Das war sein Antrieb, wie er der Zeitung «Die Zeit» einmal sagte: die Menschen erfreuen. «Ich habe nichts anderes gelernt.» Es klingt wie Koketterie. Ist es aber nicht.
Schwerer Schicksalsschlag
Gottschalk war 14 Jahre alt, als sein Vater an der gleichen Krankheit starb, an der er selbst heute leidet: Krebs. Die Mutter überkam darob eine grosse Trauer, und der Sohn schlüpfte in die Rolle seines Lebens: Er wollte sie aufheitern, witzelte mit ihr. Noch als Erwachsener rief er sie nach jeder «Wetten, dass..?»-Show an, versicherte sich: «Habe ich dir Freude gemacht?»
Aus diesem Antrieb schuf er eine eigene Marke. Thomas Gottschalk steht heute für schillernde Outfits, ein loses Mundwerk und einen unkomplizierten Umgang mit Menschen, egal, ob es der Klempner Heinz ist oder Madonna (67). Der Fernsehshow-Experte Gerd Hallenberger sagt: «Gottschalk war der Letzte, der auf die klassische Weise auffiel.» Der nicht nur eine Show präsentierte, sondern auch ihr Star war. Heute sehe man eher den Typus Moderator ohne Eigenschaften. «Kompetent, aber austauschbar.» Namen will er keine nennen.
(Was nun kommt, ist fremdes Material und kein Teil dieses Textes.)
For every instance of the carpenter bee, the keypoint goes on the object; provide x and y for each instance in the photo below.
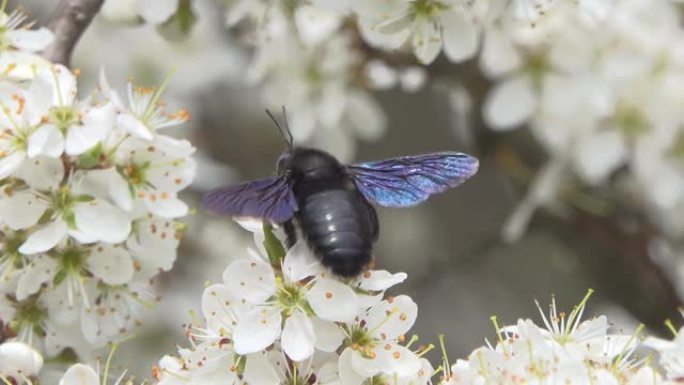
(330, 203)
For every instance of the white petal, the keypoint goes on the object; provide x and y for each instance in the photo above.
(329, 336)
(315, 25)
(154, 246)
(111, 264)
(380, 75)
(460, 36)
(258, 370)
(392, 318)
(256, 330)
(102, 221)
(45, 239)
(174, 173)
(21, 210)
(105, 183)
(300, 262)
(158, 11)
(365, 116)
(30, 40)
(298, 338)
(427, 41)
(18, 359)
(348, 375)
(47, 140)
(510, 103)
(597, 155)
(249, 280)
(165, 205)
(413, 78)
(499, 56)
(333, 301)
(390, 359)
(80, 374)
(217, 308)
(380, 280)
(42, 172)
(40, 271)
(121, 11)
(10, 163)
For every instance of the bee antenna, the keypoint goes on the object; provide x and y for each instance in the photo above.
(287, 126)
(287, 138)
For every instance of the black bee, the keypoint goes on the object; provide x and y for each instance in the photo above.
(331, 202)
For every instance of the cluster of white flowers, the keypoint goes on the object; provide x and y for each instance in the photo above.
(283, 319)
(597, 81)
(88, 199)
(567, 350)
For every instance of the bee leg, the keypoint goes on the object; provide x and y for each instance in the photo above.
(290, 232)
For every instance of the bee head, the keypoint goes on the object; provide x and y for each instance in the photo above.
(284, 162)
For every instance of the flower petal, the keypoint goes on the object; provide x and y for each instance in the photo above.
(256, 330)
(248, 280)
(134, 126)
(30, 40)
(45, 239)
(380, 280)
(427, 40)
(390, 359)
(348, 375)
(47, 140)
(80, 374)
(298, 338)
(329, 336)
(392, 318)
(258, 370)
(460, 36)
(510, 104)
(103, 221)
(333, 301)
(41, 270)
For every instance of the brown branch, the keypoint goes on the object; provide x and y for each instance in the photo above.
(70, 20)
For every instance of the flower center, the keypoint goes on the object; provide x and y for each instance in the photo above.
(426, 8)
(290, 297)
(71, 262)
(359, 339)
(63, 117)
(29, 315)
(630, 120)
(135, 173)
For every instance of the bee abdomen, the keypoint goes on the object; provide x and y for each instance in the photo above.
(337, 225)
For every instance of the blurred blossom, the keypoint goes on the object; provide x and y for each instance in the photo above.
(306, 59)
(88, 205)
(19, 362)
(137, 11)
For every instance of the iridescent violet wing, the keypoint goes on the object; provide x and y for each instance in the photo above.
(409, 180)
(269, 198)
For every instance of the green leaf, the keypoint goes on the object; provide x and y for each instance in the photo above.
(59, 277)
(274, 249)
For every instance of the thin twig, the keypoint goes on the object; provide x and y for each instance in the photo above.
(70, 20)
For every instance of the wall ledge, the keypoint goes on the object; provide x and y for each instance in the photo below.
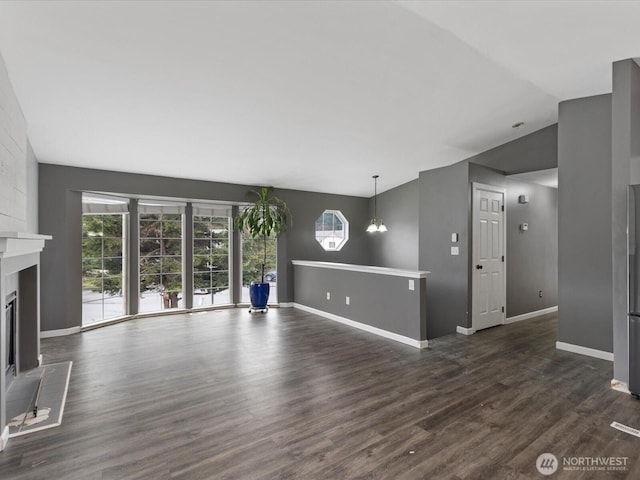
(590, 352)
(367, 328)
(59, 333)
(397, 272)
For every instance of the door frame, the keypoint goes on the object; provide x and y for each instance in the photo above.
(475, 186)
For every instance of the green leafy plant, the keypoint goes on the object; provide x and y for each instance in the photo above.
(267, 216)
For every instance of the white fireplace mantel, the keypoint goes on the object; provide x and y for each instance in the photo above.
(19, 254)
(13, 244)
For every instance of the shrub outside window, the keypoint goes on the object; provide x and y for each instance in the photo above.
(332, 230)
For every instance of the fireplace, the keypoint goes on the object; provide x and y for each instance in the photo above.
(20, 325)
(10, 337)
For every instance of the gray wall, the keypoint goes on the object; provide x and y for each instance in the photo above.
(60, 209)
(381, 301)
(398, 247)
(625, 114)
(584, 223)
(32, 191)
(445, 208)
(536, 151)
(532, 255)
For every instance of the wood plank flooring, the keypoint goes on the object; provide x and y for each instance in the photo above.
(289, 395)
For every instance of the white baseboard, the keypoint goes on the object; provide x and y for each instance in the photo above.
(528, 315)
(465, 331)
(59, 333)
(620, 386)
(4, 438)
(590, 352)
(363, 326)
Natürlich übertrieb der Gute es damit. Erinnern wir uns an den Auftritt der Schauspielerin Uma Thurman (55) 2008, als er ihre Hand ergriff und streichelte und minutenlang nicht mehr losliess. Und man daheim vor Fremdscham am liebsten unters Sofa gekrochen wäre. Irgendwann ging das nicht mehr. Gottschalk fiel aus der Zeit und hadert seither unelegant mit der Gegenwart. Unvergessen seine Man-darf-nicht-mehr-alles-sagen-Rede oder der peinliche Schlagabtausch mit der Rapperin Shirin David (30) in der letzten «Wetten, dass..?»-Show. Oh, Tommy.
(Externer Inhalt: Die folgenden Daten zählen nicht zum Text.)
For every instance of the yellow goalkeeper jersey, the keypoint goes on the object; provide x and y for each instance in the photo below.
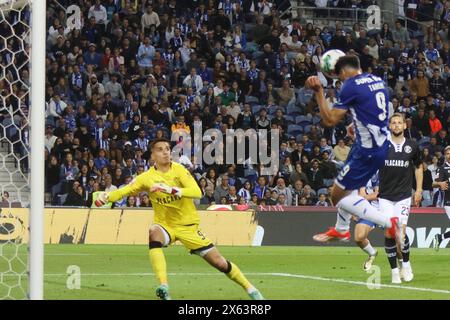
(169, 209)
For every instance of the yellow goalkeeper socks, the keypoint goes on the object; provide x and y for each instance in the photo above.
(158, 262)
(235, 274)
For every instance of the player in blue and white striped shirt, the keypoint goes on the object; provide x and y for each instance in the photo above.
(366, 97)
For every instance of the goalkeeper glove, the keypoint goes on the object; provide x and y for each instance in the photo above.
(102, 199)
(161, 187)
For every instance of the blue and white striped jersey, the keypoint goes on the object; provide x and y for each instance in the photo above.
(367, 98)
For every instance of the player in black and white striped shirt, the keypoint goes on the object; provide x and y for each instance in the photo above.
(396, 183)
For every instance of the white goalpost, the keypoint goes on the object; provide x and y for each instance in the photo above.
(22, 164)
(37, 123)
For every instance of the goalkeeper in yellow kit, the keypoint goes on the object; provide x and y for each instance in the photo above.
(171, 189)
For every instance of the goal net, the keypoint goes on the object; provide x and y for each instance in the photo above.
(15, 142)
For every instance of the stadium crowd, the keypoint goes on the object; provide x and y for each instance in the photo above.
(136, 70)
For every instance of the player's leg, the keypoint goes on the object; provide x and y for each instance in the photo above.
(402, 209)
(194, 239)
(232, 271)
(159, 237)
(362, 230)
(439, 238)
(390, 245)
(358, 170)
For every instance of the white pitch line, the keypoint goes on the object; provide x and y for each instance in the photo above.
(360, 283)
(288, 275)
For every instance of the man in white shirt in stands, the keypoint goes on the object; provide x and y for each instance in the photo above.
(194, 81)
(99, 13)
(149, 18)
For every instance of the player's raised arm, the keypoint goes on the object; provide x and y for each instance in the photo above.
(330, 117)
(190, 187)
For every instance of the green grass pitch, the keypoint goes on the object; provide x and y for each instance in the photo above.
(124, 272)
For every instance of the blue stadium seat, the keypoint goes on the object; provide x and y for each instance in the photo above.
(303, 120)
(307, 129)
(293, 110)
(256, 108)
(289, 119)
(294, 130)
(251, 100)
(316, 120)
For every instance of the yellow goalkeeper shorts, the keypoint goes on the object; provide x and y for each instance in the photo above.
(190, 236)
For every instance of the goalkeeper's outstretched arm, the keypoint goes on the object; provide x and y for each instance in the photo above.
(190, 187)
(113, 196)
Darüber kann man jetzt den Kopf schütteln. Und es dann gut sein lassen. Die Häme der letzten Jahre ist unnötig. Was will man einen Mann umerziehen, der in einer ganz anderen Zeit gross geworden ist? Der sogar selbst erkannt hat, wie er der «Zeit» sagte: «Ich treffe den Ton nicht mehr so.» Schmälert das etwa, was er erreicht hat? Nö.
Thomas Gottschalk bleibt einer der ganz Grossen. Auch mit der letzten Sendung. Trotz seines schlechten Zustands hat er sich uns noch mal gezeigt. Und Abschied genommen.